[EN] Research Spotlight: The Math Gender Gap – Martinot et al. (2025)
Differences in Math - socially made?
Research on gender differences is both important and necessary. There are still many domains in which women face disadvantages that we should not accept and must actively address. However, in recent years, a nearly dogmatic stance seems to have taken hold when it comes to research on cognitive differences. Differences between the sexes that relate to the brain or cognitive abilities are almost always assumed to be sociocultural in origin. Biological explanations are frequently dismissed a priori (Pinker, 2002).
Likely out of concern that biological differences could be misunderstood as immutable or used to justify discrimination, their potential existence is often entirely denied. Yet a biological difference is neither automatically unchangeable nor does it justify differential treatment.
This pattern appears to be reflected in a recent large-scale study published in Nature (Martinot et al., 2025). The data are excellent, but the interpretation seems constrained by the very concerns just described.
The Study
The methodological strength of the study by Martinot et al. (2025) is impressive.
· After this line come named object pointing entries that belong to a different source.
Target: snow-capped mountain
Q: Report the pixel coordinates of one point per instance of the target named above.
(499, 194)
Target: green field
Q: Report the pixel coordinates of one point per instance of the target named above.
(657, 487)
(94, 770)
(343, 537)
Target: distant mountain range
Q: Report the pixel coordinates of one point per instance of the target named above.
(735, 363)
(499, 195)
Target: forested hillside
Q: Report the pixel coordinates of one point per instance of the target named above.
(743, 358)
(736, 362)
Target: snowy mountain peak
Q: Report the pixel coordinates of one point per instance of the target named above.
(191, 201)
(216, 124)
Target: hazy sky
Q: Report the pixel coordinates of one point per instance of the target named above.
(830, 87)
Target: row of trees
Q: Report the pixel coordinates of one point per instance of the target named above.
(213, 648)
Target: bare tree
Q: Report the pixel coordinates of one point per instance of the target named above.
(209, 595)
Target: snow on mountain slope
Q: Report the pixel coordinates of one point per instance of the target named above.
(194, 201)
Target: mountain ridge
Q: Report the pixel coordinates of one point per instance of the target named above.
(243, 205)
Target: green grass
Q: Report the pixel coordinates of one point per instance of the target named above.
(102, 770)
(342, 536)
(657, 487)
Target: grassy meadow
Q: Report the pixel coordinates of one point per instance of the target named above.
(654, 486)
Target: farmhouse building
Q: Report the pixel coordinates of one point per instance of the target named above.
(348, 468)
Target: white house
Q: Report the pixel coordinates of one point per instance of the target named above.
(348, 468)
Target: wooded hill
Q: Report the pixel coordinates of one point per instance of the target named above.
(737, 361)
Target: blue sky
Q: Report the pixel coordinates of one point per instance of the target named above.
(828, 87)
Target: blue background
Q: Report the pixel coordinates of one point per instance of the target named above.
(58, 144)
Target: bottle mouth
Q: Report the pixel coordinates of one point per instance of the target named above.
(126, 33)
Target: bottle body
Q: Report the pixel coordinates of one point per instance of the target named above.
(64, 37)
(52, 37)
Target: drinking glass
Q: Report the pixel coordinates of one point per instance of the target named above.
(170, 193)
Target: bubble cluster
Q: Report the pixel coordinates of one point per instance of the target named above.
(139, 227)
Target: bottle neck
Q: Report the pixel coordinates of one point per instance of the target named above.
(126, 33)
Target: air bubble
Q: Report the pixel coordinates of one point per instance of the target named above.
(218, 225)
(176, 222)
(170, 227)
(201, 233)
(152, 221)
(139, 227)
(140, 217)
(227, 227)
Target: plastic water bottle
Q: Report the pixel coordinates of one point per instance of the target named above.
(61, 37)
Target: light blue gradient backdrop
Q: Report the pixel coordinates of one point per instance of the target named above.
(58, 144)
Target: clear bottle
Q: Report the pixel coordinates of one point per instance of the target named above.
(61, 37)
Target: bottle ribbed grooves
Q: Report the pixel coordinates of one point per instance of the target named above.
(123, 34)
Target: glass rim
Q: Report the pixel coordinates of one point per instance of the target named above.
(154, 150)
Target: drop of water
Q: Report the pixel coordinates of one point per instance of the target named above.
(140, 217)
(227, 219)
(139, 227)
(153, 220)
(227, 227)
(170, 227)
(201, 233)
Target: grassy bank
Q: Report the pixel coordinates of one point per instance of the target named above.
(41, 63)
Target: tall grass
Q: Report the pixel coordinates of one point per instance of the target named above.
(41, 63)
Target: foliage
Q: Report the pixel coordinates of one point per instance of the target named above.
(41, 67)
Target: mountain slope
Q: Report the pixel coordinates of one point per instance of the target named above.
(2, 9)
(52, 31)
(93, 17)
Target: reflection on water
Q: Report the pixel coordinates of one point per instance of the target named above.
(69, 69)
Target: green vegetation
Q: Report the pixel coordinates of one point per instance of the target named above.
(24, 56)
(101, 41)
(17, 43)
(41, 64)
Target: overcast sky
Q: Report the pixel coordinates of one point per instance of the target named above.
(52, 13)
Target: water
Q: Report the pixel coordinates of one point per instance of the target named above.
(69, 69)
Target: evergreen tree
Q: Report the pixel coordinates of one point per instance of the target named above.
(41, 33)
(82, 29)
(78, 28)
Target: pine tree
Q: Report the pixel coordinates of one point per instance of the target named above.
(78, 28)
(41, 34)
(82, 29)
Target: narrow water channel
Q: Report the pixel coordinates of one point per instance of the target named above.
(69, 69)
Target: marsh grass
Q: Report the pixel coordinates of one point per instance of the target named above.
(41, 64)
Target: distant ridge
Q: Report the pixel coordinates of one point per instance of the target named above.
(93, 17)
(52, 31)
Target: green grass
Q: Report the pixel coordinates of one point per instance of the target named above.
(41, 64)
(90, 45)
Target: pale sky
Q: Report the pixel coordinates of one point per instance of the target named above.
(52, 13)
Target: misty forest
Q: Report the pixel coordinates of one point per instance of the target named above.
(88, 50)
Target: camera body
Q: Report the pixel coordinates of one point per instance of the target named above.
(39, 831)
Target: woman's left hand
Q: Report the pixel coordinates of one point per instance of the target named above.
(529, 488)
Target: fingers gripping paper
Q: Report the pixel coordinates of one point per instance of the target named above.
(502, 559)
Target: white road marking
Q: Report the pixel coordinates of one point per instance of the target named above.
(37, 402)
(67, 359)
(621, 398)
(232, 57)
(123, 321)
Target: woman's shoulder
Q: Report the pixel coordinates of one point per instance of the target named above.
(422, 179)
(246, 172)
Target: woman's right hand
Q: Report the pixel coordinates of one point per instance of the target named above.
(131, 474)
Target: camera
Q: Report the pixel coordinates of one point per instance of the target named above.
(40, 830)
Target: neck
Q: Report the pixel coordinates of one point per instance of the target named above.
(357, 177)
The researchers tracked the mathematical and verbal performance of over 2.6 million French first- and second-graders over four years.
The core findings:
Equal starting point: At school entry, average math performance is nearly identical for boys and girls.
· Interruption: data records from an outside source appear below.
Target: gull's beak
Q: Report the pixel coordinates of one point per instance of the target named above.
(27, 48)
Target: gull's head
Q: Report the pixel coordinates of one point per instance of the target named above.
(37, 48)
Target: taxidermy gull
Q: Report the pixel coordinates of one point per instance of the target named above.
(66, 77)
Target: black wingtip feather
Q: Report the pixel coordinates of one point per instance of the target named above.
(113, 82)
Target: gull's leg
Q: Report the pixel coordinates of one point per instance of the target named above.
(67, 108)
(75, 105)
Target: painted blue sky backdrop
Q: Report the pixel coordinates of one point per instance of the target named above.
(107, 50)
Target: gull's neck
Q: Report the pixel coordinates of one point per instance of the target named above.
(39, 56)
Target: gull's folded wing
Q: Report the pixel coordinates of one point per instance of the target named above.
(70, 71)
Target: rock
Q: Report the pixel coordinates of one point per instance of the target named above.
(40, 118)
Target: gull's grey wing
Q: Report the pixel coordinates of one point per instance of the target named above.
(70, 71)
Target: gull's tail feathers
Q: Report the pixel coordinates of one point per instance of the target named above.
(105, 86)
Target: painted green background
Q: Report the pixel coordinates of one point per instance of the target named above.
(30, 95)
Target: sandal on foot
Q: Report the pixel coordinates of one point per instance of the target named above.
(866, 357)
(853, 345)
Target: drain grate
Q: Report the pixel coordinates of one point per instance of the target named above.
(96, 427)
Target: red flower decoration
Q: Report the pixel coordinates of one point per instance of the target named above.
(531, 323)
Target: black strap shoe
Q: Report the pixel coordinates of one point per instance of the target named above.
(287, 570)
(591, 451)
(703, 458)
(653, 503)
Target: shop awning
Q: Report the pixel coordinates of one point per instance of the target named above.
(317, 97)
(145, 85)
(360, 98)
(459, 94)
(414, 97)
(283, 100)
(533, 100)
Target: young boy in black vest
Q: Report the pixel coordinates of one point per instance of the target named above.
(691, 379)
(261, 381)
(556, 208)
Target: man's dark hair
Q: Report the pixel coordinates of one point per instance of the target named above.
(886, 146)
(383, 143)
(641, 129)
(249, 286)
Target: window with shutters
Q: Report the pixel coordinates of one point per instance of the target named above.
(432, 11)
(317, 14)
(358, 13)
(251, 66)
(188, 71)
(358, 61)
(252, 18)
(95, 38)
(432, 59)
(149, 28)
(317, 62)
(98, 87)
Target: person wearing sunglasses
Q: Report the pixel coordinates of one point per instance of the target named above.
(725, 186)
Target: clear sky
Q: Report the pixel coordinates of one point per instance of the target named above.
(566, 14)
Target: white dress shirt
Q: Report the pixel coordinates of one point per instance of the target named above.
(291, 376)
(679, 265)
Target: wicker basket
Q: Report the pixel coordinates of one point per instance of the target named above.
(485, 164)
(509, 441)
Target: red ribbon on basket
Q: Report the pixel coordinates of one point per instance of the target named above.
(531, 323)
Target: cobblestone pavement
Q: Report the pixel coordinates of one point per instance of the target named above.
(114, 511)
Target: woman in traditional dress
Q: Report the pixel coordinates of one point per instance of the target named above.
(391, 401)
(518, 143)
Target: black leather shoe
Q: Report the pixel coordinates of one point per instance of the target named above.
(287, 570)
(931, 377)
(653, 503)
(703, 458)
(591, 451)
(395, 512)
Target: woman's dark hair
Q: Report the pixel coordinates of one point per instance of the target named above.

Rapid divergence: A significant performance gap favoring boys emerges within the first four months.
Widening gap: This difference quadruples by the start of second grade.
Nature News shows this divergence cleary:

The Authors’ Interpretation
Schooling as the cause: Since performance was equal at the outset, the authors argue that the cause must lie in schooling or sociocultural influences.
Internalization of stereotypes: They propose that the gap reflects girls internalizing the stereotype "girls are bad at math," triggered when classroom activities become explicitly labeled as mathematics.
Critique of the Interpretation
While the study’s empirical observations are robust, the interpretation is not the only possible one. Other explanations, also compatible with the data, are overlooked in favor of a familiar narrative.
The Fallacy of the "Equal Start"
The study assumes that equal initial performance rules out biological factors. But that’s a logical fallacy. Consider this analogy:
Suppose researchers find that boys and girls are the same height at age 11. Two years later, boys are significantly taller. If we applied the logic of the math study, we would conclude that the cause of the height difference lies in school—or perhaps in a stereotype like "men are taller than women."
Clearly, that’s incorrect. A biologically programmed difference, in this case, puberty, emerges only after a time delay. Applied to the math findings: just because no difference is visible on simple entry tests doesn’t mean cognitive differences aren’t present. They may only become apparent with increasing task complexity.
An Overlooked Explanation: An Alternative Causal Chain
The study itself contains data that challenge its main thesis, but these are not given much attention.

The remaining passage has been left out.